Tim Mälzer lästert über Steffen Hensslers Essen: "Banales Dreckszeug, das du nicht fressen kannst"

21.09.2021, 18:03
Andrea Zschocher

"Wir machen Ablieferservice", versprach Tim Mälzer im Intro zur neuen Show "Mälzer und Henssler liefern ab" und das ist im doppelten Wortsinn zu verstehen. Zum einen dreht sich das neue Show-Konzept darum, dass die zwei Köche einen Pop-up Lieferservice betreiben, bei dem sie keine Ahnung haben, für wen sie da eigentlich kochen und Essen ausliefern. Gleichzeitig liefern die beiden aber überraschend konstante Unterhaltung für einen Fernsehabend, allerdings mit einer kleinen Einschränkung.

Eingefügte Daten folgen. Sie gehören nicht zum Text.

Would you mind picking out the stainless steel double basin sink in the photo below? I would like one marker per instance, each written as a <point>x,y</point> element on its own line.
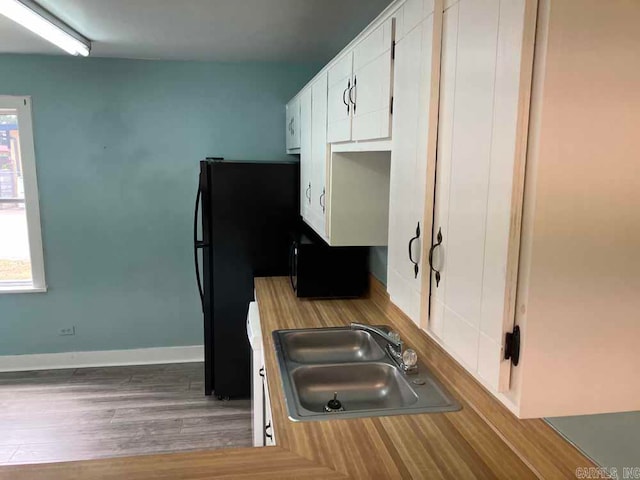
<point>353,367</point>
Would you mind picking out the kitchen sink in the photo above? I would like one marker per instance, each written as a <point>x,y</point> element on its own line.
<point>352,367</point>
<point>361,386</point>
<point>331,345</point>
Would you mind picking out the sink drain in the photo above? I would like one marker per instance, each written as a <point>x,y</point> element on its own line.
<point>334,405</point>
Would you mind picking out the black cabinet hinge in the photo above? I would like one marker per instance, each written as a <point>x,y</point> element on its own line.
<point>512,346</point>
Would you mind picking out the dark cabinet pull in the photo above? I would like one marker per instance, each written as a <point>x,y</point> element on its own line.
<point>344,95</point>
<point>355,80</point>
<point>322,195</point>
<point>416,268</point>
<point>431,250</point>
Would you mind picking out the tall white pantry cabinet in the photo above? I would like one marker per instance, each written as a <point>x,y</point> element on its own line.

Diese Sendung ist, trotz der generationsübergreifenden Themen Kochen und Konkurrenz nicht für Menschen geeignet, die derbe Beschimpfungen oder permanente Beleidigungen unterhalb der Gürtellinie verurteilen. Die, nennen wir sie mal, detailreichen Kränkungen und Schmähungen, die die zwei sich an den Kopf werfen, sind nichts für Zartbesaitete. "Dreckige Kackwurst" war definitiv noch eine der netteren Beschimpfungen. Aber was anderes hat man von Mälzer und Henssler eigentlich auch nicht erwartet...

Der Ton in der Küche ist rau und testosterongesteuert

In diesen Momenten wird deutlich, was wir alle ahnen und ignorieren: Der Ton in der Küche ist rau. Und auch, wenn man diese zwei Männer nicht mehr ändert, dieser Schlüssellochblick, den die Sendung in die Gastroküchen überall in Deutschland bietet, offenbart Erschreckendes. Wer will in seinem Beruf schon als "Fickvogel" oder "Fotze" bezeichnet werden? Die mindestens implizierte Frauenfeindlichkeit ist ein weiterer Grund dafür, dass Gastronomie weitestgehend eine Männerdomäne ist und natürlich tun die zwei Platzhirsche wenig dagegen, dass sich das ändert. Sie haben es stattdessen zu einer Kunstform erhoben, die Fernsehdeutschland unterhält.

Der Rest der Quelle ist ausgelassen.